Each province has a consumer protection fund to cover consumers if a tour operator or travel agency fails.
But consumers are covered only if they have booked through a regular travel agency and they are not covered when they book directly with the supplier.
It is a big advantage for agencies to be able to inform clients that their losses will be covered if there is a failure.
What’s the situation for agencies in unregulated provinces?
McCaig: We have ACTA members in Atlantic Canada, Alberta, Manitoba and Saskatchewan that don’t have travel consumer protection funds.
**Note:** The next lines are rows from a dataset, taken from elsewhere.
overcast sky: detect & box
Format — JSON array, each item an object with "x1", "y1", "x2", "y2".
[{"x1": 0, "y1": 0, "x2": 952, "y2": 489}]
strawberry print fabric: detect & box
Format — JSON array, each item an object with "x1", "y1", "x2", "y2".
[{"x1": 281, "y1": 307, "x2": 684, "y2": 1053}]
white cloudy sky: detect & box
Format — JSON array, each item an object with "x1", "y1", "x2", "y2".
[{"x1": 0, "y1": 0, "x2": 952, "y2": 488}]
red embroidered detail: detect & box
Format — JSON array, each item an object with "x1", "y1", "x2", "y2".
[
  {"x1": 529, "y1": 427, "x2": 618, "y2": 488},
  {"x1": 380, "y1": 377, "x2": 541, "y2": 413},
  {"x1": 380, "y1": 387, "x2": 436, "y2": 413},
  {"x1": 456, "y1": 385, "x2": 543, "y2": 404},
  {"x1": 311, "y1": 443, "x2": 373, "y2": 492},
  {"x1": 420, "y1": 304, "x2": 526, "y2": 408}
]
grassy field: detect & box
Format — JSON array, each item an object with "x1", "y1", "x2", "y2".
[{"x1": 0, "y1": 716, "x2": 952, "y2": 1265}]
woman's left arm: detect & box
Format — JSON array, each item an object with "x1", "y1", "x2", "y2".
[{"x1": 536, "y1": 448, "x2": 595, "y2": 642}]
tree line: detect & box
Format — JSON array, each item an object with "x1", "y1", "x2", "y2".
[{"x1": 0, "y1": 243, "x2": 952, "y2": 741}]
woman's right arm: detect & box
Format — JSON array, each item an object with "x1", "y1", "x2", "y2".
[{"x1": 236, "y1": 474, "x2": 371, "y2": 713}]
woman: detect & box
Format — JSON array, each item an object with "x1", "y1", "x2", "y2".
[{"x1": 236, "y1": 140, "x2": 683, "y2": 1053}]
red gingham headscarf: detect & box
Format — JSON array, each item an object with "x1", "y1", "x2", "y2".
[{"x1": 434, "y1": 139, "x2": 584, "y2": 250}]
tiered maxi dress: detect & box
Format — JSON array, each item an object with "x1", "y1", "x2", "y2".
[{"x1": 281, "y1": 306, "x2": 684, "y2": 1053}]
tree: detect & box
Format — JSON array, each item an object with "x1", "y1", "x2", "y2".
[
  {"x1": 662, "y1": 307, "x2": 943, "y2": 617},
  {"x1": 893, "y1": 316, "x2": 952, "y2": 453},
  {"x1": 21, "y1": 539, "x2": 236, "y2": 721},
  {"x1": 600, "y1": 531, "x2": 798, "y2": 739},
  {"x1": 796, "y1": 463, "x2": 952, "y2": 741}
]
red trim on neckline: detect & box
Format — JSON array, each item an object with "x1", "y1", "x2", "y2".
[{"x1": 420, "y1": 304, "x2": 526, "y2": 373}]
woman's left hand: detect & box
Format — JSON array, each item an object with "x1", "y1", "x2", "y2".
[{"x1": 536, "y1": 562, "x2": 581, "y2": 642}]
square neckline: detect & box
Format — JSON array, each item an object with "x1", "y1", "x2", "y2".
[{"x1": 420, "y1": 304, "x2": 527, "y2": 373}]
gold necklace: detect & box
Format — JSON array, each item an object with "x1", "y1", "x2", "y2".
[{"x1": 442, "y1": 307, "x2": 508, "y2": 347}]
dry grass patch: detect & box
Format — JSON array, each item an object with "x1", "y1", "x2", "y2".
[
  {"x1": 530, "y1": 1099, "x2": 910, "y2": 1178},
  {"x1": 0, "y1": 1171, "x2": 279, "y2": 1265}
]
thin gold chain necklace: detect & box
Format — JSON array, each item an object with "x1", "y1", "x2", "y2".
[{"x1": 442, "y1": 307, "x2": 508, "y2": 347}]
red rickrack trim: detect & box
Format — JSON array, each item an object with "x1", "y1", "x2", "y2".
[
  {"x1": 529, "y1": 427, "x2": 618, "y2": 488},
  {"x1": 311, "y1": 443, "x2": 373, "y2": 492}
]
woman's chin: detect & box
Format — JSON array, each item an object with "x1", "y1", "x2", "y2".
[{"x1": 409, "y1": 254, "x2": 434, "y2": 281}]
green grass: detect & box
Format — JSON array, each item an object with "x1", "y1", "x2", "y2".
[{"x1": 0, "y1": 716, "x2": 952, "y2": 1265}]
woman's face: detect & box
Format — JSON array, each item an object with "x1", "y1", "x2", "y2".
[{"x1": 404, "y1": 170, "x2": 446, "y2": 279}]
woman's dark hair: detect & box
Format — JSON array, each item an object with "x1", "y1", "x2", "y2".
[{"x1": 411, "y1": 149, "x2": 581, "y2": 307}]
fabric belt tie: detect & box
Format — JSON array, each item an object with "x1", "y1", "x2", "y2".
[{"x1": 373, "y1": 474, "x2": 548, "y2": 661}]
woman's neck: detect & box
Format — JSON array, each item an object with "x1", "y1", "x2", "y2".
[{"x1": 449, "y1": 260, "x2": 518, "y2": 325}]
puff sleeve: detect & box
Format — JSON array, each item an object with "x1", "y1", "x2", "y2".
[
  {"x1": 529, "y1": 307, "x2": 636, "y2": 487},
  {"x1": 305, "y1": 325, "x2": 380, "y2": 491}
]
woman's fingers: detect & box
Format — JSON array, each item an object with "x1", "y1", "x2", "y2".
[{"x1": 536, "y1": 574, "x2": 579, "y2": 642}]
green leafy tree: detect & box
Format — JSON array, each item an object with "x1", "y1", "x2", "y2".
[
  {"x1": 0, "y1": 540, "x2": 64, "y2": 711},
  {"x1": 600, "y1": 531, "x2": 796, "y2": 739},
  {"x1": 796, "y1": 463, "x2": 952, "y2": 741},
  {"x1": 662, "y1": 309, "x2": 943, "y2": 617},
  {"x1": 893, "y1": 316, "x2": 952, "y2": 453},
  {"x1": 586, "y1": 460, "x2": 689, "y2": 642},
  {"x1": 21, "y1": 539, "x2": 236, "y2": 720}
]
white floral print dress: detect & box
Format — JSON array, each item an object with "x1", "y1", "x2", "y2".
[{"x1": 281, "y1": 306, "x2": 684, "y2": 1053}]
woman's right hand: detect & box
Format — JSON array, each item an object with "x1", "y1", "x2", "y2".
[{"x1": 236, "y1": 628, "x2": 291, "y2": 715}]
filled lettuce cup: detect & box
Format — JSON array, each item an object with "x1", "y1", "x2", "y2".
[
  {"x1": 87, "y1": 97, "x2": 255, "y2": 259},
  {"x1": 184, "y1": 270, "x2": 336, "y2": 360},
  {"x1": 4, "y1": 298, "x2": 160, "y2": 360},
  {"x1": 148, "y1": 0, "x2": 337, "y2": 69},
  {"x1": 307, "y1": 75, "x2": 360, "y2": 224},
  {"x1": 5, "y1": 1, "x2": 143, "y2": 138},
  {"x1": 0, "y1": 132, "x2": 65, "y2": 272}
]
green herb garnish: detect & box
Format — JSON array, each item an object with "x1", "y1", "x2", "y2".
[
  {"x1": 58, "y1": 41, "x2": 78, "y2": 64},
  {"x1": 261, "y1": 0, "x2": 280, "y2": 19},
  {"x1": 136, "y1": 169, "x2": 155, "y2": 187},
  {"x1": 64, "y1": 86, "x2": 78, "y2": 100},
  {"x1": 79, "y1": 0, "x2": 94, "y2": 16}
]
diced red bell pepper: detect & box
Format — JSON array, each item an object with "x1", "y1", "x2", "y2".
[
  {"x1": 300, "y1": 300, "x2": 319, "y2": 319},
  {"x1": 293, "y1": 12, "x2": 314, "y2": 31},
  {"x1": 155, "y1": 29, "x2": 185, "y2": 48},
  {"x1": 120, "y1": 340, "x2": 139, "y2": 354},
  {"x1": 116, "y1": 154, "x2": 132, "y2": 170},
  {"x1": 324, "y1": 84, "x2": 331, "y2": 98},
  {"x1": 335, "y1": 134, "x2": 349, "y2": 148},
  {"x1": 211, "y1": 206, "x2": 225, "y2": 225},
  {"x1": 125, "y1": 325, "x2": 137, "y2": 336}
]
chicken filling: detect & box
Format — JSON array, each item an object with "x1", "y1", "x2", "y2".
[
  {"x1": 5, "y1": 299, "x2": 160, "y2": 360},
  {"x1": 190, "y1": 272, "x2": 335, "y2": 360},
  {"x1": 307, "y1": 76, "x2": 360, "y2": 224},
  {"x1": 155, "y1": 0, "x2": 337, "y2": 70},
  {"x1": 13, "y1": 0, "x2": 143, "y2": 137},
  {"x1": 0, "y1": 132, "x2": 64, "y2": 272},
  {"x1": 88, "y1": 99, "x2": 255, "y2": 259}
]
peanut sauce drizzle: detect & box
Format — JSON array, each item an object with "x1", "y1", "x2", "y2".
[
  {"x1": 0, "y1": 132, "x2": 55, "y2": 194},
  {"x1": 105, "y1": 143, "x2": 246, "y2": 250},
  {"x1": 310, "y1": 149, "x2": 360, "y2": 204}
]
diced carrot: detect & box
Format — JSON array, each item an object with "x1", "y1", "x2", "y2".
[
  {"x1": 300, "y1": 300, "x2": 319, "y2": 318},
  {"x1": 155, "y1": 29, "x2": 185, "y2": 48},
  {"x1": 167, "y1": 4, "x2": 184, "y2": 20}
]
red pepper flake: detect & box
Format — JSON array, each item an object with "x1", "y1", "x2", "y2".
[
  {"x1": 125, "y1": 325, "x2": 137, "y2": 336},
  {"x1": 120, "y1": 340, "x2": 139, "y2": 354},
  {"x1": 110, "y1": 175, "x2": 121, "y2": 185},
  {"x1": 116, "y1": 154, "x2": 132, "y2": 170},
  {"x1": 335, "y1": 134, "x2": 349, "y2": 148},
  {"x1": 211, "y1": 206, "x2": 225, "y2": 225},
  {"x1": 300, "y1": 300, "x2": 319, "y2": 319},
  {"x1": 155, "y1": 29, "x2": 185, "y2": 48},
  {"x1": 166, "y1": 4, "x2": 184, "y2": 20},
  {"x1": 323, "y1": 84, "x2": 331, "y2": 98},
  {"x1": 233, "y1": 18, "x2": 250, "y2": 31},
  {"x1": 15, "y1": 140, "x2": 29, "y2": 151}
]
So they are open to competition from travel agencies in the provinces that do (have protection); they advertise that advantage to local customers.
ACTA continues to work with the unregulated provinces in various ways.
What IATA issues are affecting Canadian agents?
McCaig: IATA is still seeking to increase its fees around the world, and ACTA is negotiating with them via World Travel Agent Associations Alliance (WTAAA) as the largest collective contributor of airline sales processed through the various global settlement plans.
The other issue ACTA is working on with IATA is addressing credit card fraud, because agencies are being defrauded. I know of one Canadian agency recently taken for $68,000, which is a big issue for a small business.
Is ACTA doing anything about this fraud?
McCaig: We are involved in bringing in some new systems to help prevent ticket fraud, such as the Perseuss collaborative database of fraudulent PNR data from over 80 airlines and travel suppliers, which has successfully prevented thousands of fraudulent bookings.
You mention that credit card merchant fees are another major issue for Canada’s travel agents. Why?
McCaig: High merchant fees and the security requirements for an agency to have a merchant credit card are a big issue, especially with U.S.-based banks. This is also an issue for our tour operators and for airlines.
One Canadian agency doing $3 million a year was required to put up $100,000 in security as part of the merchant service agreement, but we were able to switch her over to Canada-based SecuTrans with much better terms.
Still, the U.S. bank kept that $100,000 for 365 days, in case there was a claw back, even though there hadn’t been a claw back for 30 years and every passenger booked with the agency had traveled.
What is ACTA doing to address merchant credit card security?
McCraig: We are working with the Canadian Independent Federation of Businesses (CIFB) as a lobby group with the federal government to help travel agencies – and other small businesses – with the whole issue of merchant card security requirements.
That’s in addition to the SecuTrans merchant card service that we provide as a value-add to ACTA members.
How did merchant card fees become such a problem?
McCraig: The high merchant card fees resulted from what has happened in the U.S. banking industry during the recession, combined with the negativity around travel agencies and the travel industry after the Sept. 11, 2001, attacks, leading to the travel industry being classified as risky.
We find it hard to convince a bank in the U.S. that we have consumer protection laws in Canada and consumer compensation funds. The U.S. banks don’t understand that three provinces in Canada have that compensation fund that is the backup for consumers in case of a failure. It is difficult message to get across.
What has been the overall impact on Canadian agencies?
McCraig: Canadian agencies need to be well-capitalized.
The result is that we are having a number of mergers, which is healthy for the agency industry, because the merged agencies are well-capitalized and have the resources to implement the technology that is driving the travel market.